Last in a series
Re “In Defense of the Police Chief”
Interim City Manager Lamont Ewell, who completes his Culver City assignment on Thursday afternoon, is skeptical of the 77 to 12 no-confidence vote reported last week by the police union against Chief Don Pedersen.
“I will just say that margin is inconsistent with what I have been told by officers when I have interacted with them,” Mr. Ewell said.
He did not attempt to characterize the unique voting program as a form of intimidation, but he said an officer told him he was intimidated by the union’s public vote, member by member.
Was the unusual un-secret balloting square and fair?
The question arose frequently among supporters of Mr. Pedersen a month ago when reports of the three-day open-faced balloting process were leaked to this newspaper.
In a repudiation of the traditional secret ballot, voting officers were obligated to affix their names to the ballots they cast.

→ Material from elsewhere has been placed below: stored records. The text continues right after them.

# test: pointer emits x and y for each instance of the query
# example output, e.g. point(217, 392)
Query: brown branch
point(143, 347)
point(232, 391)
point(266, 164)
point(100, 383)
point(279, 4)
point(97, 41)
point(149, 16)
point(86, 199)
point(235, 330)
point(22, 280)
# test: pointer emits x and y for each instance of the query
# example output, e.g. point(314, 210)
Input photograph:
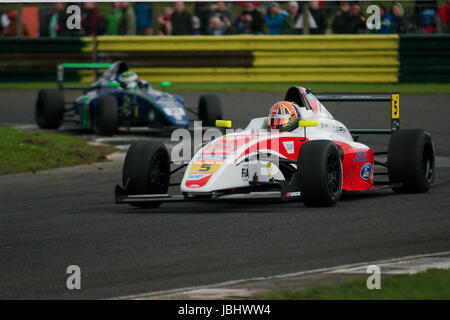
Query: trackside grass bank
point(411, 88)
point(23, 150)
point(429, 285)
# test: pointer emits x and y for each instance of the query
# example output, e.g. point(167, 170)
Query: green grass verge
point(24, 150)
point(428, 285)
point(411, 88)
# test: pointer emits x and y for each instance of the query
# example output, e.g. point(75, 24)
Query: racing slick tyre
point(320, 168)
point(209, 109)
point(411, 160)
point(106, 115)
point(146, 170)
point(50, 109)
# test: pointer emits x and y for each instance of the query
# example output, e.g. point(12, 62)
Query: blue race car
point(119, 99)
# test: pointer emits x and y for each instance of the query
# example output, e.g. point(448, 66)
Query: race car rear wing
point(78, 66)
point(393, 98)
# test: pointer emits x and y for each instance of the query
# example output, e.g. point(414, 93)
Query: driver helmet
point(284, 116)
point(128, 80)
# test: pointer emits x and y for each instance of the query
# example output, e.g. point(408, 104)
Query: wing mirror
point(307, 123)
point(165, 84)
point(223, 123)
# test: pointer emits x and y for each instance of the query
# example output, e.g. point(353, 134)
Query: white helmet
point(128, 80)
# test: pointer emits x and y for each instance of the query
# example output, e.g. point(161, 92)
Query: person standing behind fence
point(144, 18)
point(317, 19)
point(444, 15)
point(113, 18)
point(55, 20)
point(202, 12)
point(181, 20)
point(275, 19)
point(399, 19)
point(4, 23)
point(425, 15)
point(165, 26)
point(127, 24)
point(341, 20)
point(91, 21)
point(385, 20)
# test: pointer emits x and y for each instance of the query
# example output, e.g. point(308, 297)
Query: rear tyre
point(320, 169)
point(106, 116)
point(209, 109)
point(147, 170)
point(411, 160)
point(50, 109)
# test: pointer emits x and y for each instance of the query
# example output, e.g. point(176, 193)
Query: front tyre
point(411, 160)
point(50, 109)
point(106, 115)
point(209, 109)
point(147, 170)
point(320, 169)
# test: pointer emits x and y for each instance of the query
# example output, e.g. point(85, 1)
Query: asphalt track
point(54, 219)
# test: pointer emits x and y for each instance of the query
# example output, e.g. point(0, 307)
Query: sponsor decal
point(360, 156)
point(204, 167)
point(195, 176)
point(365, 171)
point(198, 183)
point(177, 113)
point(244, 172)
point(289, 146)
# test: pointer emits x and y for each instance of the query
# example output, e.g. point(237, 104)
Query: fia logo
point(244, 172)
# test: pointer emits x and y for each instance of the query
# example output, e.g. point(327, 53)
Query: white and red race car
point(314, 163)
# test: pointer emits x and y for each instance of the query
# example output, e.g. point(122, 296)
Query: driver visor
point(278, 120)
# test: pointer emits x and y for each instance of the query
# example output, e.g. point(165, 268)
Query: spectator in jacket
point(45, 10)
point(385, 20)
point(113, 19)
point(424, 14)
point(144, 18)
point(399, 19)
point(203, 13)
point(357, 20)
point(275, 19)
point(181, 20)
point(165, 25)
point(56, 20)
point(217, 27)
point(4, 23)
point(90, 19)
point(291, 19)
point(444, 15)
point(342, 19)
point(317, 20)
point(250, 20)
point(127, 24)
point(224, 14)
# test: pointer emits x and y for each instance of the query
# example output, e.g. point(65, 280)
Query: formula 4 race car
point(314, 163)
point(107, 104)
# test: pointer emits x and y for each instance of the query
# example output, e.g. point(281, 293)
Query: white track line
point(280, 276)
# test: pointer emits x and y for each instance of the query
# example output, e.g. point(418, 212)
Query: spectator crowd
point(273, 18)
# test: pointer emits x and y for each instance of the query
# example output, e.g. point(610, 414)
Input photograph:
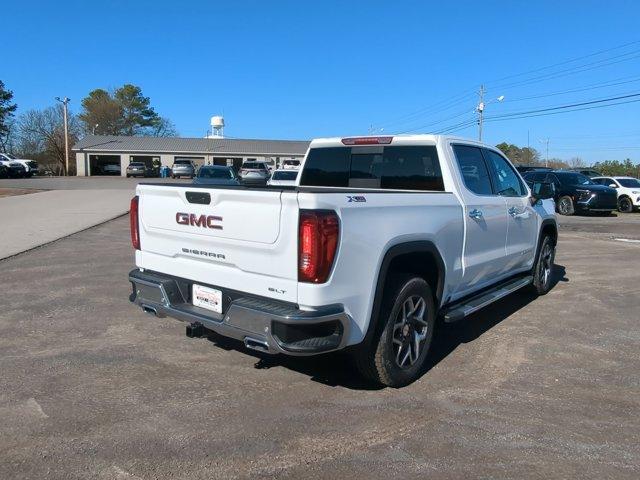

Sources said at the time that the board of the Police Officers Assn. designed the strategy specifically to discourage backsliding by fence-straddlers and others.
To guarantee that there was no mistaking who voted for and against the no-confidence campaign, each voter was ordered to personally hand his ballot, with his name prominently displayed, to a board member.
Only then would the paper ballot be placed in the counting area.
Detractors of the process said it was a fireproof method for guarding against slippage by officers who either later would change their mind or deny to friends they opposed the no-confidence stance.
Cautiously formulating his response, Mr. Ewell said:
“I don’t see this method as an unbiased way to survey your membership. I think a balanced way to do it would be to send the ballots out, have them come back by mail so that people don’t have to look as though they are going against the POA leadership, and that they are giving their actual opinion about what they feel.”
The subject returned to voter intimidation.
The 56-year-old Mr. Ewell, a Southern California native who has been a chief executive in municipal governments on both coasts, recalled his earlier days when he was a firefighter.
“I know, especially as a union member as a young firefighter, I certainly did not want to disagree with the leadership of the fire union.
“If I was handed a ballot and told ‘Fill it out and give it back to me,’ I would be less likely to give my true opinion. I am a new firefighter, and I don’t have that much time on the job. I don’t want to start creating hassles within my own union.”